In the 1960s Cedric Jones, one in a long line of Joneses to inherit the business, had moved the headquarters to Scargill Cove for a time. The office had been moved yet again twenty-five years ago when Gresham Jones had taken charge. Gresham’s wife, Alice, had flatly refused to live in the remote little village on the Northern California coast. At that point, J&J had returned to Los Angeles, where it operated out of Arcane Society headquarters.
But when Fallon had inherited the business, he had found Cedric’s notes about the Cove and the unique energy in the area. Intrigued, he had come to the little community to check out the location and discovered that Cedric was right. Something about the energy of the Cove suited the business. It also suited him, Fallon thought.
He had unlocked the door of J&J and walked into a room that had
been trapped in a time warp.

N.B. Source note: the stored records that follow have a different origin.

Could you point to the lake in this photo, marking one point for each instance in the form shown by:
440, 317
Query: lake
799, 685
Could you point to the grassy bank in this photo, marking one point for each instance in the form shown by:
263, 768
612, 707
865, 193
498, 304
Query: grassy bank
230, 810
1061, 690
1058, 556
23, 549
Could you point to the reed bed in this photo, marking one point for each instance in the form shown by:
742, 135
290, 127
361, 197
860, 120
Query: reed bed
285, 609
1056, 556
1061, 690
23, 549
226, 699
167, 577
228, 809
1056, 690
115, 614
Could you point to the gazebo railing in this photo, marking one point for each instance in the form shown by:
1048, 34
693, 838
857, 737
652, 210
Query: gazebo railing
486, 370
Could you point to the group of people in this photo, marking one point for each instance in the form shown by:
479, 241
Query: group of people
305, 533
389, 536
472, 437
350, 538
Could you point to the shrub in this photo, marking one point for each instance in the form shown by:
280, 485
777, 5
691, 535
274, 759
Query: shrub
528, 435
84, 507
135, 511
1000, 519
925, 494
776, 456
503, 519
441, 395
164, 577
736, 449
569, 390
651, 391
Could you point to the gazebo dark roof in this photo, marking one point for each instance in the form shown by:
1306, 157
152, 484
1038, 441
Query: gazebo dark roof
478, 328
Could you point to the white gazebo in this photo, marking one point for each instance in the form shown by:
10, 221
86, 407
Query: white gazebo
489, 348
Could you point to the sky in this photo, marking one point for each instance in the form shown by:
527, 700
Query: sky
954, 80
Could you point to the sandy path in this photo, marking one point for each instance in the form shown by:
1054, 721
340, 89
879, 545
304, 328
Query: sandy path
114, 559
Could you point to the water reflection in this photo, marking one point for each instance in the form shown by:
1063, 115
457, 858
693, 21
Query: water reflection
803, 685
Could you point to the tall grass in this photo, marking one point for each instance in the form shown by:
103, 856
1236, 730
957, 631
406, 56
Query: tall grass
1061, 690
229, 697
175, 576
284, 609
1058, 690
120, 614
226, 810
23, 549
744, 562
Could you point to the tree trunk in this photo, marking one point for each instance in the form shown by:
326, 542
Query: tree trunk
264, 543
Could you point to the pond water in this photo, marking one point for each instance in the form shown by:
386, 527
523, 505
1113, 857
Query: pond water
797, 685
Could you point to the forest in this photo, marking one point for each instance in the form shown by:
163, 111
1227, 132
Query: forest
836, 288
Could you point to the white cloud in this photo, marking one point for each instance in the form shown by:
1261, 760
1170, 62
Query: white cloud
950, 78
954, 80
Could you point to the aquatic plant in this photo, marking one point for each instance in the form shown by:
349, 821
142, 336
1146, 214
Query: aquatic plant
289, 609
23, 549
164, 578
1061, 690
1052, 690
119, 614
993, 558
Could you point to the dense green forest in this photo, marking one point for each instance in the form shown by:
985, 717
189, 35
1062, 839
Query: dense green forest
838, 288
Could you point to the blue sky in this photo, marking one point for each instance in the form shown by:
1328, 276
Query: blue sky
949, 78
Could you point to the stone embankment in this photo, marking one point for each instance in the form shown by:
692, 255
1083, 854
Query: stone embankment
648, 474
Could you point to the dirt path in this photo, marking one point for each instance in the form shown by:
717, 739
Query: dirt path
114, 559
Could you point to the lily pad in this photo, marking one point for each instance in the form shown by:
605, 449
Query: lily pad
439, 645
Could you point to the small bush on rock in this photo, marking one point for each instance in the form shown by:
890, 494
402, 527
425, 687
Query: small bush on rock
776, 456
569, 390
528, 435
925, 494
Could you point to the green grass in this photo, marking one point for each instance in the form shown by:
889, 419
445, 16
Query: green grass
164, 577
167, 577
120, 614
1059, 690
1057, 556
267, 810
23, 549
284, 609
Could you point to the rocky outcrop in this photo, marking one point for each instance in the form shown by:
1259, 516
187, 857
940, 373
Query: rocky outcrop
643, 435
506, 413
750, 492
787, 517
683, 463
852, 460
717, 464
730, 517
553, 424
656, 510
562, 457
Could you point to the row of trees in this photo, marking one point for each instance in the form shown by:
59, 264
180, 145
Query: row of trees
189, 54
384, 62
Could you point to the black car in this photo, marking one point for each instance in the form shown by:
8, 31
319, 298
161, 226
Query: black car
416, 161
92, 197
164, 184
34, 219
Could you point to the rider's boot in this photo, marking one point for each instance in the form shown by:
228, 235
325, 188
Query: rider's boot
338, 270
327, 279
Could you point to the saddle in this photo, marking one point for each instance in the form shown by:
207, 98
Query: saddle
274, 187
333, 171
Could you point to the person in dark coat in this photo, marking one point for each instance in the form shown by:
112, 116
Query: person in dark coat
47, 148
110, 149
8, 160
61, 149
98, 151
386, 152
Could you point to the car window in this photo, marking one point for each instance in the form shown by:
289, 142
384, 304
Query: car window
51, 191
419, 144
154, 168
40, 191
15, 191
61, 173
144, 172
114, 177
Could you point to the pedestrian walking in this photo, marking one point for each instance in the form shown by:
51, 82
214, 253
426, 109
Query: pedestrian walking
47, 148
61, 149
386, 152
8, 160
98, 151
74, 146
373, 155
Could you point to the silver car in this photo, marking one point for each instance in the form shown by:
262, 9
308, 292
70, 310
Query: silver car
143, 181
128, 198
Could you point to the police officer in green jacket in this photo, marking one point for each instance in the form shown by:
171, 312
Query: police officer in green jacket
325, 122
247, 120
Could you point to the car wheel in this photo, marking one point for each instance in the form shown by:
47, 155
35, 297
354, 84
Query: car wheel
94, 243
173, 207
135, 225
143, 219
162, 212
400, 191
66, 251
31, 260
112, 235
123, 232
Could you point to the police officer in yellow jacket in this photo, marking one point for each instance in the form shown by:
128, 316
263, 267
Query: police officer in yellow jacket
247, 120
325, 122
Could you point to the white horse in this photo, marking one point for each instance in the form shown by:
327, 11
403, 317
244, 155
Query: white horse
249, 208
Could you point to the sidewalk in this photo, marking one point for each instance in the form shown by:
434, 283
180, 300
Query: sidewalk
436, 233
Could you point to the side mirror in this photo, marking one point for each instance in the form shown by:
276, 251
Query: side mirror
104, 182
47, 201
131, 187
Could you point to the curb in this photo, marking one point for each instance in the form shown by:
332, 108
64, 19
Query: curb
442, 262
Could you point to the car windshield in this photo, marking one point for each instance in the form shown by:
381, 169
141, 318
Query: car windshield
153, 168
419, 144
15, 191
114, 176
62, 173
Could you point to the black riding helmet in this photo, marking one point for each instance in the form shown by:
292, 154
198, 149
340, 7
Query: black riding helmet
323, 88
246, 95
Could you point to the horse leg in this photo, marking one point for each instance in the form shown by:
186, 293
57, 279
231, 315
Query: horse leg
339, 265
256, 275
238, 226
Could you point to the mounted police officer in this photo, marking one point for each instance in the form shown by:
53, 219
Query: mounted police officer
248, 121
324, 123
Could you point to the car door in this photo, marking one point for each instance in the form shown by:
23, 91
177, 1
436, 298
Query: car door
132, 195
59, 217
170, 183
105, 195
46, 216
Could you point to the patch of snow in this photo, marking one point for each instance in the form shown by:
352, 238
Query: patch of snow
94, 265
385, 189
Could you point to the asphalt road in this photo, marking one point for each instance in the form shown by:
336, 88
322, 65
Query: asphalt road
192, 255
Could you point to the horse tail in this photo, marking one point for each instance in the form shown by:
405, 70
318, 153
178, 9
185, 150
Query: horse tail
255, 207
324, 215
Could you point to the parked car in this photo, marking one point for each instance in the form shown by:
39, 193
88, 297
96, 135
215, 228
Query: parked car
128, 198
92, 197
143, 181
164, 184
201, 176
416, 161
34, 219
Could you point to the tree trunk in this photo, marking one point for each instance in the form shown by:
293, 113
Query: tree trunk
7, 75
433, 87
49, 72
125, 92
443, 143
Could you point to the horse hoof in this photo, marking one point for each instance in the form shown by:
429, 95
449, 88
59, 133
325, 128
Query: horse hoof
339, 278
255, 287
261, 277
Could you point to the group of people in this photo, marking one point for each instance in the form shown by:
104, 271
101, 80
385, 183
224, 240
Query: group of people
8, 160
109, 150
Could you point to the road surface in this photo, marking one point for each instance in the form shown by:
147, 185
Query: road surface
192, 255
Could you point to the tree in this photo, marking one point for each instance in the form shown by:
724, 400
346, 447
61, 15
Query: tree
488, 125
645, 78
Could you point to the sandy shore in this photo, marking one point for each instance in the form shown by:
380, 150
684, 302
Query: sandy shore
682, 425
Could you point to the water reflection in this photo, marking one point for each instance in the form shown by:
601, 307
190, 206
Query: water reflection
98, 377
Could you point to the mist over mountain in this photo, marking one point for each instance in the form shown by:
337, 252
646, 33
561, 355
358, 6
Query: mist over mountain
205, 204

Beneath three decades of dust, everything, right down to the desk and the wall sconces, was just as Gresham had left it when he had closed the office to move back to L.A.
In addition to the art deco furnishings, there was a scattering of other antiques reflecting the history of J&J. They included the Victorian-era clock on the desk, an old umbrella stand and a wrought iron coatrack. The only things Fallon had added were the computer and a new, industrial-sized coffee machine.
He contemplated his new assistant, trying for what had to be the millionth time to get a fix on the mystery that was Isabella Valdez.
Outside rain fell steadily. The Pacific Ocean was the color of tempered steel and the waves churned down in the Cove. But here in his small, second-floor office all was bright and relentlessly positive. Under other circumstances he would have found all the warm, cheerful energy irritating in the extreme, but for some reason things were different with Isabella.
She was sitting at the other desk, the new one that she had ordered from an online antiques reproduction store her first day on the job at J&J. It had taken two people—that would be the delivery guy and himself, he reflected—to muscle the heavy wooden Victorian-style desk and the chair that went with it up the narrow stairs to the second floor of the building. Isabella had supervised. He had to concede that she had a flair for organization.
But it wasn’t her office management skills that disturbed and intrigued him. It was the fact that she had no problems with his talent. She acted as if there were nothing unusual about his psychic nature. That made her unique in his considerable experience. The core of his talent involved an intuitive grasp of patterns within chaos. It was a messy, complicated ability that he himself did not understand. Others often found his ability unnerving.
Within the Arcane Society there had always been rumors about powerful chaos theory-talents, especially those that popped up now and again in the Jones line. He was well aware that there were those who whispered that he was doomed to fall deeper and deeper into a web of dark conspiracy constructs of his own making. Some speculated that there would come a time when he would no longer be able to distinguish the boundary between fantasy and reality: the classic definition of madness.